It is possible to harden using various means after transfer by adding a functional group(s) and a sensitizer(s) to a resin and its composition, each of which constitutes a thin film. The functional group(s) and the sensitizer(s) are not particularly limited, specific examples of which are a hydroxyl group(s) and a multi-functional isocyanate(s) including a blocked isocyanate(s); a vinyl group(s) and a peroxide compound(s); a hydroxyl group(s) and a multi-functional acid anhydride(s); a carboxylic acid(s) and a multi-functional epoxy group(s); a hydroxyl group(s) and an epoxy group(s); and a carboxylic acid(s) and an oxazoline compound(s). These combinations may be selected depending upon a required functionality.

As a monomer forming a (meth)acrylic type resin, there can be mentioned, for example, (meth)acrylic acid esters such as methyl (meth)acrylate, ethyl (meth)acrylate, butyl (meth)acrylate, cyclohexyl (meth)acrylate, phenyl (meth)acrylate, benzyl (meth)acrylate, 2-ethylhexyl (meth)acrylate, and 2-hydroxyethyl (meth)acrylate. These monomers may be used alone, or two or more kinds of these monomers may also be used in combination.

Also, in addition to the above monomers, to the extent that the gists of the first invention are not deteriorated, there may be copolymerized, for example, with unsaturated acids such as (meth)acrylic acid; styrene, butadiene, isoprene, α-methylstyrene, (meth)acrylonitrile, maleic anhydride, phenylmaleimide, and cyclohexylmaleimide. These monomers may be used alone, or two or more kinds of these monomers may also be used in combination.
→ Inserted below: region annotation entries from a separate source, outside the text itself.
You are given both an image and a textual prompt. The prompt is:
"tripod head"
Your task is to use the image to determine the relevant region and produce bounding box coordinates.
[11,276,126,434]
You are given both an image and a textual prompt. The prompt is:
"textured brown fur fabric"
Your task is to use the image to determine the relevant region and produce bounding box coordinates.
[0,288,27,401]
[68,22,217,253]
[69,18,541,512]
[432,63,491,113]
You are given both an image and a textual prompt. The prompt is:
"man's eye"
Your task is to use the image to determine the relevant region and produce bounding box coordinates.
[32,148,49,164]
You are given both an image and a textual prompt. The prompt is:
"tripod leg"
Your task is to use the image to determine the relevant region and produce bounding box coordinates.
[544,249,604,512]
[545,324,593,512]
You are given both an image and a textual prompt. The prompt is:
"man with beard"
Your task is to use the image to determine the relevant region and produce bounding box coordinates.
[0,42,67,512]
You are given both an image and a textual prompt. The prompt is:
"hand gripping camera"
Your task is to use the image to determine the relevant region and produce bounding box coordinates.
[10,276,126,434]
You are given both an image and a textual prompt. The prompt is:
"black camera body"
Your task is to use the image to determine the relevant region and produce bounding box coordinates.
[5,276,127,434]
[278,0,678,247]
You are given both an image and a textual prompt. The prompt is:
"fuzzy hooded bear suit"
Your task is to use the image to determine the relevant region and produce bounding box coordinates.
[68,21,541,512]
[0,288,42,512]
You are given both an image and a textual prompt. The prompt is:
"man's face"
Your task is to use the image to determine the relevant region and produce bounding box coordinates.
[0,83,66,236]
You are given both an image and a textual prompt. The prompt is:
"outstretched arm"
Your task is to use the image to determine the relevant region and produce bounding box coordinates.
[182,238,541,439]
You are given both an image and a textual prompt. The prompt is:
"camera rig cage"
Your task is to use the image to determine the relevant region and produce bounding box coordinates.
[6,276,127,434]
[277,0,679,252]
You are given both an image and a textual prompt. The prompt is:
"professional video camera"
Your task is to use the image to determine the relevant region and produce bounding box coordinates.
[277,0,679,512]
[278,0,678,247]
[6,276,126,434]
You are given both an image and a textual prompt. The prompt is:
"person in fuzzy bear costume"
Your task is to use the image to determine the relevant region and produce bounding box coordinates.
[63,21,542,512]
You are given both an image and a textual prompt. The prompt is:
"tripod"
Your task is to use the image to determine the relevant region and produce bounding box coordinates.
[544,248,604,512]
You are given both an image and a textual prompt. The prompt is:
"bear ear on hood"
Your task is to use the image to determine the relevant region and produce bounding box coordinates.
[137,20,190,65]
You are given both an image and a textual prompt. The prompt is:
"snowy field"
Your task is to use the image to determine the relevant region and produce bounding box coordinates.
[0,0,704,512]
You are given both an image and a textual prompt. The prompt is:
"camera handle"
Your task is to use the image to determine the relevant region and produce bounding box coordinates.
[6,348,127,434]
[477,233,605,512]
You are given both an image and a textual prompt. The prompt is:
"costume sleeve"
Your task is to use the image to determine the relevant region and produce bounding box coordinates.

The (meth)acrylic type resins may have a crosslink structure. As a crosslinking agent, there can be mentioned, for example, isocyanate compounds including blocked isocyantes; epoxy compounds; aziridine compounds; oxazoline compounds; and multifunctional acid anhydrides. These crosslinking agents may be used alone, or two or more kinds of these crosslinking agents may also be used in combination. In these crosslinking agents, isocyante compounds may particularly be preferred.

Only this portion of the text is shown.